Now, ARM rates are extremely enticing, but should you really commit to a fluctuating mortgage rate?
As reported in CNNMoney, the first quarter of 2011 forecasted a terrible fate for growth in the new home sales sector. In fact, new home sales hit an all-time low since the government began keeping records. A variety of financial institutions and brokers became eager to boost home sales and earn commissions by resorting back to creative measures to help boost home sale numbers - ARMs.
University of Colorado Springs at Colorado Springs economist and professor, Fred Crowley, says, "An ARM is an even worse idea today. Interest rates are at an all-time low. They can only go up. So, next year, when your rate is adjusted, it will probably go up anywhere from three to six percent higher than what you get in at today."
Today's numbers averaged:
4.62% for a 30-Year Fixed
3.77% for a 15-Year Fixed
3.19% for a 3/1 ARM
3.25% for a 5/1 ARM
3.62% for a 7/1 ARM and
3.99% for a 10/1 ARM.
Based on those numbers Crowley says, "Adjustables today are not that much different than a 15-year fixed-rate. They're only about a quarter of a percent different [5/1 ARM versus the 15-year fixed]...In reality, you're not saving anything. Twenty, thirty dollars a month type-of-difference, and that's cheap insurance to know that your rate can never go up."

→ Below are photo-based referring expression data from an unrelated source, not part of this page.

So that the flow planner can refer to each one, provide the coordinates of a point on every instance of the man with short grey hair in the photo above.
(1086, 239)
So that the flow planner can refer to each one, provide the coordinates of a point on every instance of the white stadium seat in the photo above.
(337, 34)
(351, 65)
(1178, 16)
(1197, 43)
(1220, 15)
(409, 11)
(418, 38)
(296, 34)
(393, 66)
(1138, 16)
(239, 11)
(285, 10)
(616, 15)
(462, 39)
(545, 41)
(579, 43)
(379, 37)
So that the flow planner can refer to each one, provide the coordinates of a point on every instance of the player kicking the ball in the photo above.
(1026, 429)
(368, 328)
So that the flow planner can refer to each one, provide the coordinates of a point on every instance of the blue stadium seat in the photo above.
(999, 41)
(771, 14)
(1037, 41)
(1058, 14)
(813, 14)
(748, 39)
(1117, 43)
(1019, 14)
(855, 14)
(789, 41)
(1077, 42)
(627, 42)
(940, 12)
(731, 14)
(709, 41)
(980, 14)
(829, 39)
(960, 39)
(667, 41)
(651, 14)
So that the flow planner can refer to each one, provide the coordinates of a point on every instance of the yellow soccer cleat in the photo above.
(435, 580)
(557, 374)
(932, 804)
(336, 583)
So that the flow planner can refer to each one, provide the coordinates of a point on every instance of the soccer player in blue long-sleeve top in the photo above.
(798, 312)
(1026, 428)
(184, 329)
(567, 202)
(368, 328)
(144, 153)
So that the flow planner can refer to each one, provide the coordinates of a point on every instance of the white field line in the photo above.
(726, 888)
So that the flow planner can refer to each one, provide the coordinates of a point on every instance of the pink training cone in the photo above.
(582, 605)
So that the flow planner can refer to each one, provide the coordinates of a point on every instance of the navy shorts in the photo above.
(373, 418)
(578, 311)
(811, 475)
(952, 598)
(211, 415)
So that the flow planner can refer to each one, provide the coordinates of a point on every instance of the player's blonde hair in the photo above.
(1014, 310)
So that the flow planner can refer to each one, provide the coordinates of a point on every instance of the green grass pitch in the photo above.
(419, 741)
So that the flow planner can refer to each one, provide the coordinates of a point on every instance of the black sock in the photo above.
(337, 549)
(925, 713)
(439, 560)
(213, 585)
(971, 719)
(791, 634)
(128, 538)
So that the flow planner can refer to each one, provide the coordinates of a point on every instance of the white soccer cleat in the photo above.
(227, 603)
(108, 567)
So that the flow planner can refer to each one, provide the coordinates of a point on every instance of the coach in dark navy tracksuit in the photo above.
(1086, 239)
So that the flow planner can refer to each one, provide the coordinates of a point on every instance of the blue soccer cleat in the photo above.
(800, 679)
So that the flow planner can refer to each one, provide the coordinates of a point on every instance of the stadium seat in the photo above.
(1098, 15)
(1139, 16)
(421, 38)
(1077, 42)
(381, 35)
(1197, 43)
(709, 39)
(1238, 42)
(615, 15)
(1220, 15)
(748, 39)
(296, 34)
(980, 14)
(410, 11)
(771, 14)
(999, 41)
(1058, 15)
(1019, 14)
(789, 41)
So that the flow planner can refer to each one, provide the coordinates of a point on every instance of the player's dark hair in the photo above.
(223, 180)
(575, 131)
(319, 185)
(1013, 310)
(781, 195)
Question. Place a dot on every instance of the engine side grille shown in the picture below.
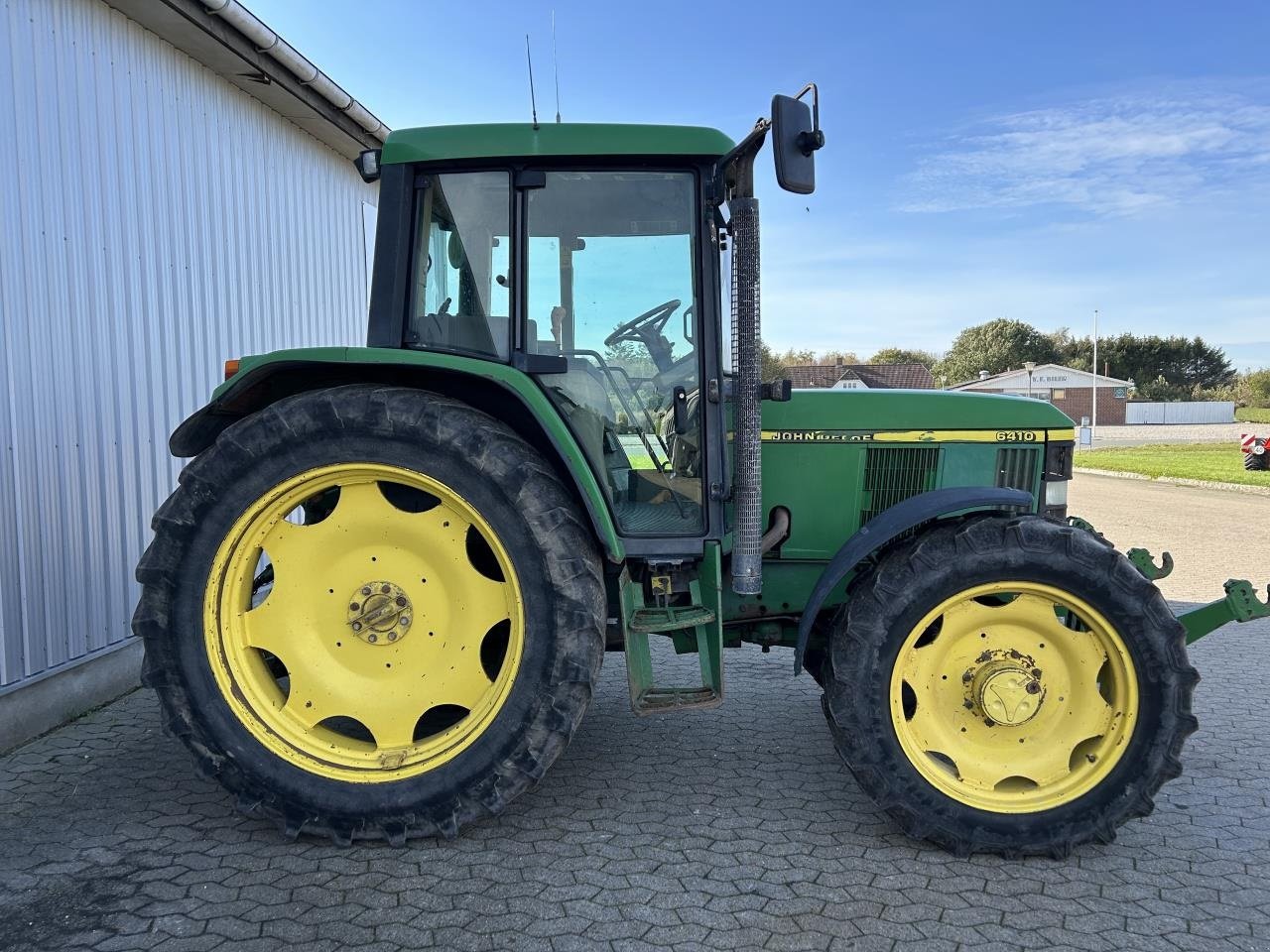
(1016, 467)
(894, 474)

On the flip side, ARMs may be good from some individuals -- those who do not plan on being in the same city for a long period of time.
"If you get a five-year adjustable and you know you're going to be selling your house before then, maybe then it's good. But if you can't sell the house before that mortgage is adjusted, you're in trouble," says Crowley.
Even though we are just a little over a half of the way through 2011, one local new development has already met or surpassed its home sales in 2010; buyers in that development do not seem to be going for the low interest, teaser rate as offered by the ARM.
"We probably do four, four or five percent of ARMS in what we see here," says local new home sales director of New Home Star, Keith McKinney.
In fact, those who do opt for the ARMs, as McKinney mentions "are military background because they know that they're having some shifting and momentum."
Crowley mentions before buying a home make sure you don't spend more than you can afford. A rule of thumb is not to spend more than thirty percent of your income.
He also mentions if you are considering taking an ARM option, make sure there are no penalties if you decide to pay it in full; understand the loan terms; evaluate the number of years the arm is fixed; and also know what the lifetime cap of the loan is, which means the highest rate you could possibly pay over the lifetime of the loan.
Understanding the terms of the loan is extremely important.
Crowley mentions if you commit to an ARM, and once that ARM leaves the fixed period of time, and even if loan rates drop, borrowers are not entitled to the lower interest rate because of the nature of the ARM. In fact, once the loan leaves the designated period, automatically a certain percentage will be tacked onto the rate, which could be as much as four or five percent.